The Eastern Shawenee Tribe of Oklahoma and Cherokee Nation have partnered to preserve an endangered plant.
Rivercane is an indigenous bamaboo to North America and today the two tribes dug up the plant on Cherokee land to place on Eastern Shawnee land. Since European contact, river cane has been reduced to less than 2 percent of its original population.
This is a unique partnership because of the tribes’ histories.
“River cane is evergreen so it provides more air than the trees around us.” said student Mason Hubbard.
Mason Hubbard is one of many students learning the preservation efforts of rivercane. Today hubbard learned about indigenous bamaboo to North America’s critically endangered ecosystem.
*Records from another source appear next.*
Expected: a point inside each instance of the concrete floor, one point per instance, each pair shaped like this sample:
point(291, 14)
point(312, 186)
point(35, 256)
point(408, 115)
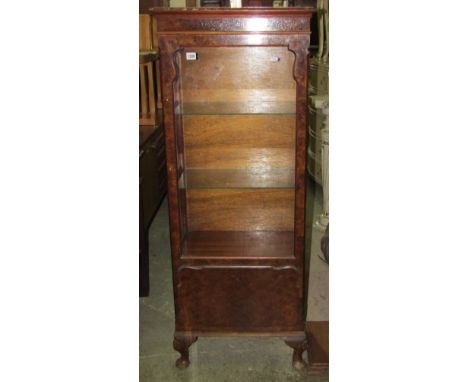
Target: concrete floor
point(212, 359)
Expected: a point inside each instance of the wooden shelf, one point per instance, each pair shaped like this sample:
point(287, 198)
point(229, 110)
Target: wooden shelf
point(237, 244)
point(239, 108)
point(237, 178)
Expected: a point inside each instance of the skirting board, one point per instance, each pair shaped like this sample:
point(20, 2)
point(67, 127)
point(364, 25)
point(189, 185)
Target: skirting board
point(317, 335)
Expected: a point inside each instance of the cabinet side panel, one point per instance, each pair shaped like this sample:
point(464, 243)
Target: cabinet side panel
point(239, 299)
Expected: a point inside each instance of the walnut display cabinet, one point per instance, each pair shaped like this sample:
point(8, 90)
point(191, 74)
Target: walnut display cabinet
point(234, 89)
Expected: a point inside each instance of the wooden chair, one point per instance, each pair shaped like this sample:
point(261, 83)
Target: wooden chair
point(149, 93)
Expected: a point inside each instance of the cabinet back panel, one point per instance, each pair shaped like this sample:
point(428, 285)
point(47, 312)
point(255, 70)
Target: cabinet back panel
point(239, 141)
point(240, 209)
point(237, 68)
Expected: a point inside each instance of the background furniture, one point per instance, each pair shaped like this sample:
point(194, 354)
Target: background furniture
point(152, 165)
point(235, 116)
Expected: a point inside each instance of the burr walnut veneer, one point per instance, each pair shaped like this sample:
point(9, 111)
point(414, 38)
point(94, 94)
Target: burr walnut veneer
point(234, 91)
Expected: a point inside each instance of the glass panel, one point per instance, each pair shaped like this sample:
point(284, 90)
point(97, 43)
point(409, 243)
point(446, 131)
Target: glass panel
point(236, 118)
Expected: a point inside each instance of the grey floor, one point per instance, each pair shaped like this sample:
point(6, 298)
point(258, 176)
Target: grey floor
point(212, 359)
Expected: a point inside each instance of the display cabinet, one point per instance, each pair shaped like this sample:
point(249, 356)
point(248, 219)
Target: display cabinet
point(234, 88)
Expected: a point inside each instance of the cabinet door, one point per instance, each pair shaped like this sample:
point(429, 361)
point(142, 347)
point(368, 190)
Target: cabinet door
point(239, 299)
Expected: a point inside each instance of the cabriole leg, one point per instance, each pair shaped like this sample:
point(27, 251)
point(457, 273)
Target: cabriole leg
point(299, 344)
point(182, 344)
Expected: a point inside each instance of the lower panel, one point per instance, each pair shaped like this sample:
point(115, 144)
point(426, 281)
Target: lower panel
point(239, 299)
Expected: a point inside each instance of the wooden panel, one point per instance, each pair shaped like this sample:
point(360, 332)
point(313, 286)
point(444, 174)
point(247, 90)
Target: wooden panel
point(209, 20)
point(239, 141)
point(235, 244)
point(317, 334)
point(229, 178)
point(218, 70)
point(239, 299)
point(240, 209)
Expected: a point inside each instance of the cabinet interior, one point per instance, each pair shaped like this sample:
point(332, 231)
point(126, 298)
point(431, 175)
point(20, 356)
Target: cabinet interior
point(235, 121)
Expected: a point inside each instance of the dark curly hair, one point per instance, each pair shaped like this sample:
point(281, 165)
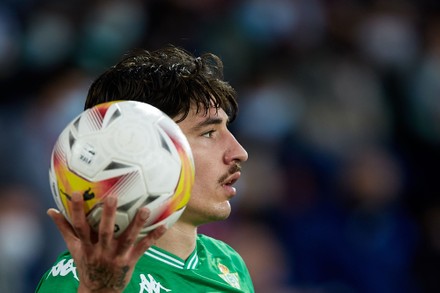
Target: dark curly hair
point(171, 79)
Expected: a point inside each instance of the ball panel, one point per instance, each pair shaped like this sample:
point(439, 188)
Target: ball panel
point(126, 148)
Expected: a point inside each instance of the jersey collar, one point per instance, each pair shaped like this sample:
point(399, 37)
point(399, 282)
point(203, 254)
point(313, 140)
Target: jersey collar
point(170, 259)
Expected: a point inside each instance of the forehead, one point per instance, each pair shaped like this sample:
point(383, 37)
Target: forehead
point(200, 118)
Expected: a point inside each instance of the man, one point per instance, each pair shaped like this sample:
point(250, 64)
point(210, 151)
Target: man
point(191, 91)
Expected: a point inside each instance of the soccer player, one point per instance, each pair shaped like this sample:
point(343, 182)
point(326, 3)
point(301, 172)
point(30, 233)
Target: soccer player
point(192, 91)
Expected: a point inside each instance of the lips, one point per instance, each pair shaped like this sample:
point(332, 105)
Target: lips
point(232, 179)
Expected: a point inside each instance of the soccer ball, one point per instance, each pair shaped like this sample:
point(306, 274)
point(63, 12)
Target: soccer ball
point(127, 148)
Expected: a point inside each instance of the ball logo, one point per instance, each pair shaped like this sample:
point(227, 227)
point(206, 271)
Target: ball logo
point(128, 149)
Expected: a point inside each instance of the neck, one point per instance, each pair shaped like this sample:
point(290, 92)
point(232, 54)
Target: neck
point(179, 240)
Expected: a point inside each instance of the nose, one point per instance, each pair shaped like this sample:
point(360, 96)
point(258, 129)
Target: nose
point(235, 152)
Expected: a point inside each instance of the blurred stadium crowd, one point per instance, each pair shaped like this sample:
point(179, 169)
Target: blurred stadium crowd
point(339, 111)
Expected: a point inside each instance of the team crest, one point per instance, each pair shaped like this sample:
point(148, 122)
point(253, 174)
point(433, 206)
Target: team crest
point(230, 278)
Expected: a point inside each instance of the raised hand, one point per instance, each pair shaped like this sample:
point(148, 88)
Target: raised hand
point(104, 263)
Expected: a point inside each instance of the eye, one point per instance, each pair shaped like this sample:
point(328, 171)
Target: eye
point(208, 134)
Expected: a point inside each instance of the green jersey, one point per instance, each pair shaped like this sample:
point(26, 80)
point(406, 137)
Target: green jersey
point(212, 267)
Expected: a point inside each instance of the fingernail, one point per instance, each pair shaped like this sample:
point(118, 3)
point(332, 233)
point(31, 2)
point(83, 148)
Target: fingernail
point(144, 213)
point(111, 201)
point(52, 210)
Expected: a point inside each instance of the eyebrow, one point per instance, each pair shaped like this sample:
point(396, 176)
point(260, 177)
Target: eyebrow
point(208, 121)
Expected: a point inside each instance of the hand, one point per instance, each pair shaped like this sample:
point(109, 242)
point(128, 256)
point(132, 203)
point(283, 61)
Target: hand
point(103, 263)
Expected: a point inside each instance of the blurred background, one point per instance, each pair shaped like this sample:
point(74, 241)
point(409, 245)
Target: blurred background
point(339, 111)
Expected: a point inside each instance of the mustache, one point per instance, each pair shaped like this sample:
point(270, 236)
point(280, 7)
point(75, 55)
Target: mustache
point(233, 169)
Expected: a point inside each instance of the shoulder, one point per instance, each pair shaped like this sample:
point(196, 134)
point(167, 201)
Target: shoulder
point(61, 277)
point(216, 248)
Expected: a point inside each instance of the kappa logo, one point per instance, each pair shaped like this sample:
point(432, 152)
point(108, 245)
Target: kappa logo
point(63, 268)
point(150, 285)
point(231, 278)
“When it’s 20 or 30 years old you can use it as fishing poles and I just think it’s really cool.” said Hubbard
Both Cherokee Nation and the Eastern Shawnee Tribe of okalahoma partnered to plant the indigenous plant on Eastern Shawnee land…that is now less than 2 percent of it’s original population. This partnership is unique for the two tribes since hundreds of years ago they used to battle over hunting grounds that had rivercane.
“Rivercane reduces nitrogen and phospohorous surface and ground runoff by 90 percent,”said Roger Cain, Principal Investigator for Cherokee Nation. “Rivercane makes habitats that protect endangered species.”
For the Eastern Shawnee Tribe it is important for them to teach working with other tribes to continue traditions.
“It’s really great for these kids to come and plant this because it’s going to take 20 years for this stuff to become a nice big large robust cane break that we can harvest anything off of that will have any usable pieces of cane out of.” said Andrew Gourd, Eastern Shawenee Tribe of Oklahoma Land Use Coordinator
Gourd says years later he hopes they remember this.
“For them to be here when they are 6,7,8,9 years old they can come back when they have kids in their 20’s and 30’s and they can say look at all this I remember when it was tall as I was and I put it in the ground.”